C'est particulièrement animé pendant les mois chauds. Les tables sont mises à l'extérieur, et les visiteurs s'assoient directement parmi les grives, écoutant de la musique live. Souvent, on joue de la citre ou de l'accordéon, interprétant des chansons viennoises — Wienerlied, qui sonnent à la fois tristement et joyeusement, mais toujours poétiquement.
Les tavernes à vin de Vienne ne sont pas simplement des établissements. C'est des témoins de l'histoire. Beaucoup d'entre eux ont travaillé pendant plusieurs siècles. Par exemple, la taverne Mayer am Pfarrplatz à Heiligenstadt a ouvert en 1683, et à côté, dans la maison voisine, Ludwig van Beethoven a vécu et travaillé en 1802. Il est dit qu'il a écrit sa fameuse «Symphonie pastorale» ici. On peut facilement imaginer le grand compositeur assis à une table en bois, goûtant du vin jeune et écoutant la musique du vent et des grives.
Au XIXe siècle, les Hoierer sont devenus des lieux de rencontre pour les écrivains, les artistes, les intellectuels. On discutait de littérature, de philosophie, de politique. Des idées qui ont plus tard changé le monde sont nées ici. Au XXe siècle, même pendant les années les plus sombres des guerres, la tradition n'a pas été interrompue. Les vignerons ont continué à ouvrir leurs tavernes, parce que ce n'était pas simplement un business, mais un moyen de maintenir un lien avec les racines.
La tradition de suspendre une branche à la porte remonte à l'époque antique, lorsque les Grecs et les Romains accrochaient du lierre aux portes des tavernes pour indiquer que du vin était servi à l'intérieur. En Autriche, ce rituel a pris un sens particulier. La branche ne dit pas seulement que la taverne est ouverte. Elle dit que le propriétaire est prêt à partager ce qu'il a cultivé de ses mains. C'est un signe de générosité et de confiance. Dans certains régions, la branche est suspendue tout au long de la saison, dans d'autres, seulement pendant la période de travail. Mais elle reste invariablement le principal symbole du Hoierer.

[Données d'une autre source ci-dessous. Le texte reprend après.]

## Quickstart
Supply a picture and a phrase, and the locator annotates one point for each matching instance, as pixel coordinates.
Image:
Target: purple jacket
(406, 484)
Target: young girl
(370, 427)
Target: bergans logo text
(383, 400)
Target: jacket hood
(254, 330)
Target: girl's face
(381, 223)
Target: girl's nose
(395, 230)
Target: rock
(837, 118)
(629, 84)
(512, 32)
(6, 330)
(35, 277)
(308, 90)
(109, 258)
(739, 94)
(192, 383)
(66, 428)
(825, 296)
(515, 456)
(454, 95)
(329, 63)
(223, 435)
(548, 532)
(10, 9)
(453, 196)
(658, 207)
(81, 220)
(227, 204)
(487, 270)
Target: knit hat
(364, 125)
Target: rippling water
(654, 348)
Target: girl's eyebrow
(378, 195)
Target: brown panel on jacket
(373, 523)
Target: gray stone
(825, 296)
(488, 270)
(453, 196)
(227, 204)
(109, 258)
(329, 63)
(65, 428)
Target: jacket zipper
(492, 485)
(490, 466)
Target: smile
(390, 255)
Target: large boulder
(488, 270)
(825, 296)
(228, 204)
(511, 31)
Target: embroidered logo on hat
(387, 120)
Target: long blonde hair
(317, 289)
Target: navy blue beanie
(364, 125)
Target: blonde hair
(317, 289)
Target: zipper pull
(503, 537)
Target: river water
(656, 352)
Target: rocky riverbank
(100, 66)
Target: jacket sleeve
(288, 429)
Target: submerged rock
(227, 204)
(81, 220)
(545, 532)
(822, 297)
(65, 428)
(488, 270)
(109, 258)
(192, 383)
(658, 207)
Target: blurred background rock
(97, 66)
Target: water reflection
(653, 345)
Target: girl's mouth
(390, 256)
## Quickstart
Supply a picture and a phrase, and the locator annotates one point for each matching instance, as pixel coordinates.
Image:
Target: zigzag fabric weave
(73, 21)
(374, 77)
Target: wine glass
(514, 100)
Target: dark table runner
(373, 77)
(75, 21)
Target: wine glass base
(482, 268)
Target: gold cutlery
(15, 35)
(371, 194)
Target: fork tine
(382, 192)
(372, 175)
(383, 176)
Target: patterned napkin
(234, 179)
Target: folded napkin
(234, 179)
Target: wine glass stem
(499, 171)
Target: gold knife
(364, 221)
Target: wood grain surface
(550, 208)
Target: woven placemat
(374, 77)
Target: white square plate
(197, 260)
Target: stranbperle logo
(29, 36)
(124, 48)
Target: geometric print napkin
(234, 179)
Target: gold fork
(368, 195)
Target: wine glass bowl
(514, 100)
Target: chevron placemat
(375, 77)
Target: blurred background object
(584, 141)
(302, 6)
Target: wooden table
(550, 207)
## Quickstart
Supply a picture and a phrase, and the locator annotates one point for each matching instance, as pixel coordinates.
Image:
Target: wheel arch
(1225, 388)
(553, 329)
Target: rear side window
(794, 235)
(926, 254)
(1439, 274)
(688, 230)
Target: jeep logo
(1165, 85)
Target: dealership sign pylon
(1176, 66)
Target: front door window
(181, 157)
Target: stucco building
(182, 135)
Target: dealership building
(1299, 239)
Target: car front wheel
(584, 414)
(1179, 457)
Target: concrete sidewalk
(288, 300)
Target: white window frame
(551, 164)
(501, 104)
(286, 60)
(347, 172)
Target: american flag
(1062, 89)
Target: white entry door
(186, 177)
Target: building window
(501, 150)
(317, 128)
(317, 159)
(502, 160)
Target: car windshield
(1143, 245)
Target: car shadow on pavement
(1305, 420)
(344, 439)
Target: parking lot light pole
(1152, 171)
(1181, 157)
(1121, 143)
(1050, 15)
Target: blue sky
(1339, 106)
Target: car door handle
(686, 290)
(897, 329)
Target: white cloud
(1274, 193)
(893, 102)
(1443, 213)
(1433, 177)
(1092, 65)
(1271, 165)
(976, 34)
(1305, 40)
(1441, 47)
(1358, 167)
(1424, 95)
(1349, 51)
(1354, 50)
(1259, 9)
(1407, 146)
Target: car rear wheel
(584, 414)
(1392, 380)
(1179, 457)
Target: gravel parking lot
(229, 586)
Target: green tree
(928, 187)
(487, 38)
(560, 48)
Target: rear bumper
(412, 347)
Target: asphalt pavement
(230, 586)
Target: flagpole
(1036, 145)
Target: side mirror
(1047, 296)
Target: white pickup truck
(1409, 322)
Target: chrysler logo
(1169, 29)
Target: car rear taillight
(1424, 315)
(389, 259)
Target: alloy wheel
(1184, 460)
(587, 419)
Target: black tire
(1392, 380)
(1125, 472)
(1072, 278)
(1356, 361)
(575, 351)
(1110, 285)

Lorsque vous voyez une branche, sachez que vous êtes les bienvenus. Pas pour acheter du vin, mais pour partager un soir. C'est là que réside le cœur de la tradition.
Aujourd'hui, les Hoierer traversent une nouvelle renaissance. De plus en plus de jeunes vignerons reviennent aux traditions familiales, ouvrant leurs tavernes, mais avec une approche moderne : production écologique, viticulture biologique, redécouverte de cépages oubliés. En même temps, ils conservent l'esprit ancien de Vienne — démocratie, ouverture et cette même «Gemütlichkeit» qui rend ce lieu si attractif.
En 2024, lorsque les stands de saucisses viennois ont obtenu le statut de patrimoine mondial de l'UNESCO, les Hoierer étaient déjà dans cette liste. Cela prouve que Vienne ne conserve pas seulement ses traditions, mais qu'elle en reconnaît la valeur comme partie du code culturel universel. Le Hoierer n'est pas un archaïsme, mais un organisme vivant, qui respire, change, mais reste reconnaissable.
La tradition des Hoierer viennois n'est pas seulement une question de vin et même pas de nourriture. C'est une question de chaleur humaine. L'art de s'arrêter, de respirer et de regarder le monde à travers un verre de vin jeune. C'est l'idée que même dans une grande ville, on peut trouver un coin où le temps ne s'échappe pas, mais coule. Et où tout le monde est le bienvenu. C'est pourquoi les Hoierer vivent. Parce qu'ils sont Vienne. Lente, intime, généreuse et un peu mélancolique. Tant que des branches de pin sont suspendues à la porte et que des rires et du vin coulent autour des tables en bois, cette tradition vivra.